A college dean, a pre-school music teacher, and a micro-biologist changed into outfits unsuitable for their day jobs-fish net stockings, tight hot pants, helmets, and protective pads on their elbows and knees. The micro-biologist, Emily Stonehouse, is one of three team captains. She likes the mental as well as the physical challenge of the sport.
"The strategy and the way you think about where you position yourself on the track is something I’m only starting to touch the edge of," Stonehouse said.
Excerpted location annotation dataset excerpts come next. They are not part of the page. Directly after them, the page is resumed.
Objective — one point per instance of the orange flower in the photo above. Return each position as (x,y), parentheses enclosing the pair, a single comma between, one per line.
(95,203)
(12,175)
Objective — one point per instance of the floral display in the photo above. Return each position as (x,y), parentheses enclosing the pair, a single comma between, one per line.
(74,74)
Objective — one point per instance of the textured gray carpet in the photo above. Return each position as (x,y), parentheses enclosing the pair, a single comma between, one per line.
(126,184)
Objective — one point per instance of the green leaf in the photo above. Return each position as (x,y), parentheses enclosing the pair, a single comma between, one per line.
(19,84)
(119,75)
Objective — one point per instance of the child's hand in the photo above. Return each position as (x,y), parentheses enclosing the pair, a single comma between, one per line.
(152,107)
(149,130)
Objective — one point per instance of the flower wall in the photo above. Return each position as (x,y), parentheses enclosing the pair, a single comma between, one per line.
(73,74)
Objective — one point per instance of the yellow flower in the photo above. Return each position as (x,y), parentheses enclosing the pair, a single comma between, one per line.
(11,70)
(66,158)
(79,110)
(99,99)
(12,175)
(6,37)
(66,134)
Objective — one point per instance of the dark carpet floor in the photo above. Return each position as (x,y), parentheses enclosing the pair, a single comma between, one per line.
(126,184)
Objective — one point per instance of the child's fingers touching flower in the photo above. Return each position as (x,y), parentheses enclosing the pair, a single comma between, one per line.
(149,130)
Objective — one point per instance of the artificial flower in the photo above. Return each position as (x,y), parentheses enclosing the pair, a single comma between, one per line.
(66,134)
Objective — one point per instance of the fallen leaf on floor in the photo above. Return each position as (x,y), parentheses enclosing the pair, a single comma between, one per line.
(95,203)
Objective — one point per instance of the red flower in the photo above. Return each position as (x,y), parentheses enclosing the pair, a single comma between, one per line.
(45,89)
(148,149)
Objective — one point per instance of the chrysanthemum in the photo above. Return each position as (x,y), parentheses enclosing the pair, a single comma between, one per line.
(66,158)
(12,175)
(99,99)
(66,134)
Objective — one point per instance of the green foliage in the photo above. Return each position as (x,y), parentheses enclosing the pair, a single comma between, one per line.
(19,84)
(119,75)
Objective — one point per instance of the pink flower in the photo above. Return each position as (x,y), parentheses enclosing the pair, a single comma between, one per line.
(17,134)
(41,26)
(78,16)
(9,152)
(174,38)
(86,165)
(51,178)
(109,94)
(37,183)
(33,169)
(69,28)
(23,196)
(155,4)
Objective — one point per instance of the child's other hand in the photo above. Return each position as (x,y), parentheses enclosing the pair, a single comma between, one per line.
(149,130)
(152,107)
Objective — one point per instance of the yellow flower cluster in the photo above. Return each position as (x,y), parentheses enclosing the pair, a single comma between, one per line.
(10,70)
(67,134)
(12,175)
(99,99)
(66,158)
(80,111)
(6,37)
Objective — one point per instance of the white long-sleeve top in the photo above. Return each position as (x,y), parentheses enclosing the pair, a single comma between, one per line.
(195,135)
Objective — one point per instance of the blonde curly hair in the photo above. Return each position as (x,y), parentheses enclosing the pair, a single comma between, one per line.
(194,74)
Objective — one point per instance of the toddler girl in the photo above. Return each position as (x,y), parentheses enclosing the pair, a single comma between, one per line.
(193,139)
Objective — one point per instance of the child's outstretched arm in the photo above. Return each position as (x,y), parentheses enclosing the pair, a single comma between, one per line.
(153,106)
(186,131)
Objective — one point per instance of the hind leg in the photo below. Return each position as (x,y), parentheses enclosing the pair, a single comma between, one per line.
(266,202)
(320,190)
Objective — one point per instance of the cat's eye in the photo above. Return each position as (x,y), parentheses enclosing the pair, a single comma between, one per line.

As practice began, there was a lot of touching, and not just around the edges. First the players blurted out their aliases.
Then they circled madly, jostling for position as coach Kristi Clemens yelled out drills.
This is a team with hustle, but they have a lot of competition. Roller derby teams in central Vermont, the Champlain Valley, and the Northeast Kingdom are all trying to make their mark in a tough sport. Many are also all recruiting new members.
And you don’t even have to know how to skate. You just have to show up and look tough – at least, after you get in costume and change your name.